Dia telah berhasil memblokir dewa orc dengan api peraknya, dan Leylin juga terjebak. "Aku butuh waktu lagi, ini adalah sesuatu yang kita pinjam ..." Tyr telah meraih bola cahaya yang dikelilingi oleh percikan biru.
Itu tampak sangat luar biasa, memberi tekanan besar pada para dewa orc. "Ada juga beberapa cacing merangkak yang sepertinya tidak tahu tempatnya ..." Mystra beralih ke beberapa makhluk legendaris. "Kami sudah bersiap, bukan? Biarkan orang-orang kita merawat mereka," jawab Tyr acuh tak acuh. Pada saat yang sama, bola cahaya akhirnya mengambil bentuk tombak yang sangat tajam.
Ilneval langsung terguncang oleh pemandangan itu, dan bahkan mata Leylin bersinar takjub. "Duri Eicher! Mereka benar-benar meminjamnya!" Duri Eicher adalah senjata ilahi yang bahkan ditakuti oleh para dewa.

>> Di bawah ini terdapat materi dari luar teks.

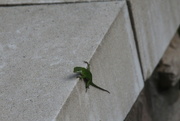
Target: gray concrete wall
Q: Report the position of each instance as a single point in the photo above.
(41, 44)
(155, 22)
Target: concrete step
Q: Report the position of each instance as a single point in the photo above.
(40, 46)
(27, 2)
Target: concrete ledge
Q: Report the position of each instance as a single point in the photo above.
(39, 47)
(24, 2)
(115, 67)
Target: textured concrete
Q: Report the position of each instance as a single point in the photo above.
(15, 2)
(169, 66)
(39, 47)
(156, 22)
(115, 67)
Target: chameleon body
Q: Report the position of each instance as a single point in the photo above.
(86, 75)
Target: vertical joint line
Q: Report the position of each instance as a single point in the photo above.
(129, 6)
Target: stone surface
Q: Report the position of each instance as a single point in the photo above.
(142, 109)
(169, 67)
(156, 22)
(15, 2)
(115, 67)
(39, 47)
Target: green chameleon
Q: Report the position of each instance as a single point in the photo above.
(86, 75)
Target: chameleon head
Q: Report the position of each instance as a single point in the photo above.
(77, 70)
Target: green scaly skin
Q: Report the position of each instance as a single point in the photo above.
(86, 75)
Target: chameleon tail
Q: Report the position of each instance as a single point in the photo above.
(99, 87)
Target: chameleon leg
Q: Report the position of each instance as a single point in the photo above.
(88, 65)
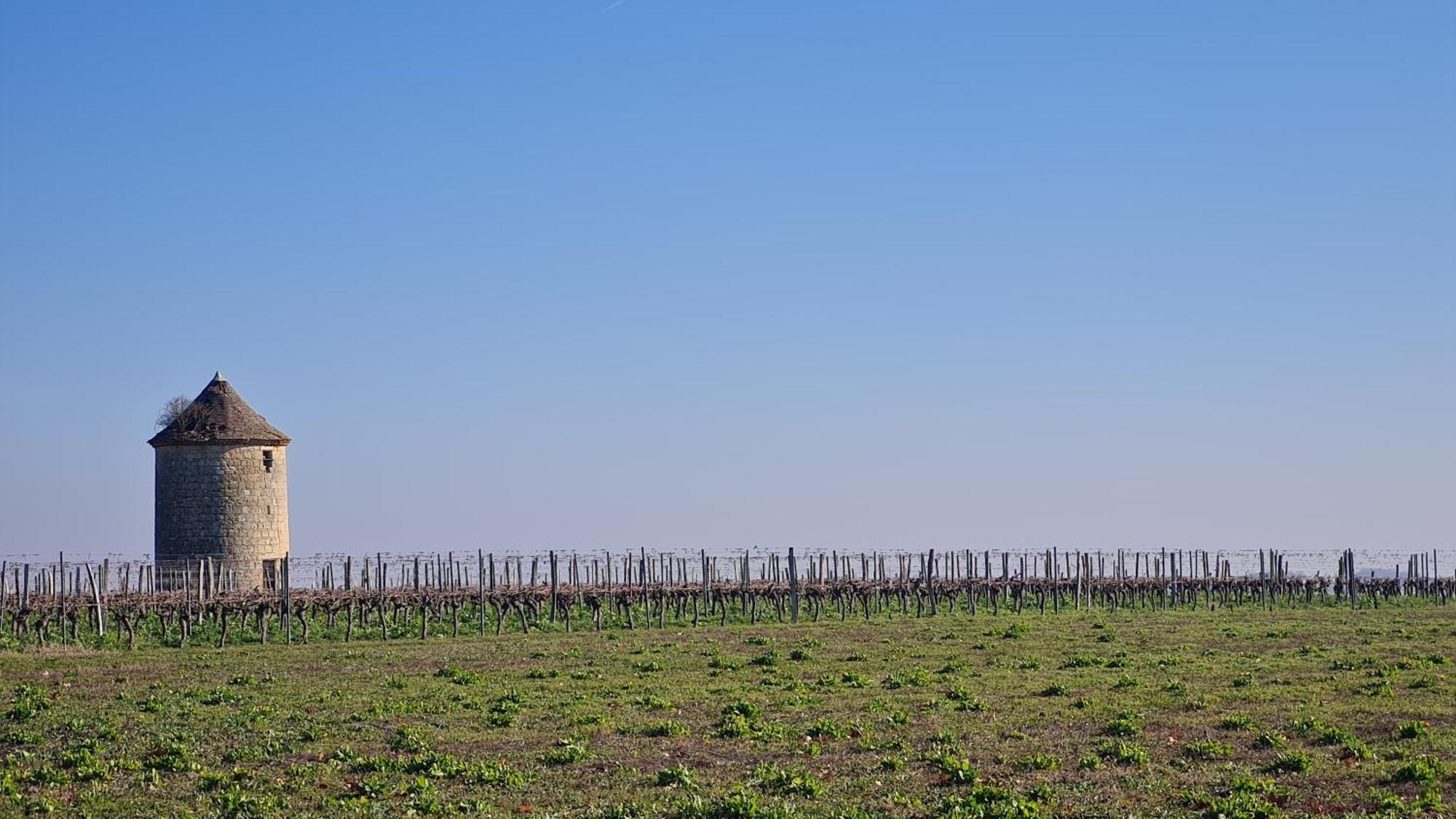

Ia memiliki kemampuan untuk mengiakkan kerusakan apa pun yang terjadi pada avatar pada pengontrolnya, dan bahkan dewa tidak kebal terhadap kekuatannya.
Itu telah menyebabkan jatuhnya dua dewa yang lebih rendah dalam sejarah, dan mengirim yang ketiga tertidur lelap.
Mystra dan Tyr entah bagaimana berhasil meminjam senjata yang tidak menyenangkan seperti itu. "Hmm?" Alis Leylin berkerut saat A.I.
Chip mengambil informasi yang relevan dari databasenya yang sekarang hampir mencakup semua. "Jadi itu dari sesaat senja para dewa.
Kemampuan ini, dan energi yang dipancarkannya...' Leylin menyeringai, 'Jadi mereka benar-benar hanya mengambil senjata Magus of laws dan mengganti namanya.
Begitu banyak untuk integritas...' Meskipun menyeringai, Leylin menjadi lebih serius.
Dia lebih takut pada orang Majus daripada dewa, kekuatan misterius mereka menimbulkan ancaman yang jauh lebih besar baginya bahkan seperti dia sekarang. Di ujung lain, Ilneval mengirim pesan kepada rekan-rekannya, "Semua orang seharusnya pernah mendengar tentang Thorn Eicher.
Jika Anda tidak bisa melarikan diri, lebih baik menghancurkan avatar daripada membiarkannya melukai Anda.
Sedikit cadangan energimu tidak layak untuk tertidur panjang." "Malar!" Yurtrus berteriak, "Berhentilah pelit dengan bawahanmu! Kami akan memberimu kompensasi yang cukup nanti ..." …… Ditekan oleh partainya, Malar menarik kembali tim dukun legendaris yang dia kirim untuk berurusan dengan Leylin. Namun, upaya mereka telah dihentikan bahkan sebelum mereka bisa masuk kembali ke Moonwood.
Kardinal Karal telah tiba dengan paladin di belakangnya, memegang tongkat yang terbuat dari maple tua. Kardinal melantunkan mantra suci yang menyebabkan baju besi paladin bersinar dengan cahaya. "Bersihkan semua kejahatan atas nama keadilan!" Manusia adalah sekelompok orang biadab yang haus darah di mata para paladin, keberadaan yang harus disingkirkan dari muka dunia. "Kami tidak punya banyak waktu ..." Gara memandang para paladin di depannya, ekspresi mengancam memenuhi wajahnya saat berbagai rune muncul di tubuhnya.
Mereka tampaknya adalah upacara pengorbanan. Energi kacau mulai turun ke wilayah itu saat api besar mulai menyala di udara.
Sebuah pintu logam besar terwujud, dan banyak iblis menyerbu di bawah pimpinan balor legendaris. Ini adalah mantra legendaris, Summon Demonic Army.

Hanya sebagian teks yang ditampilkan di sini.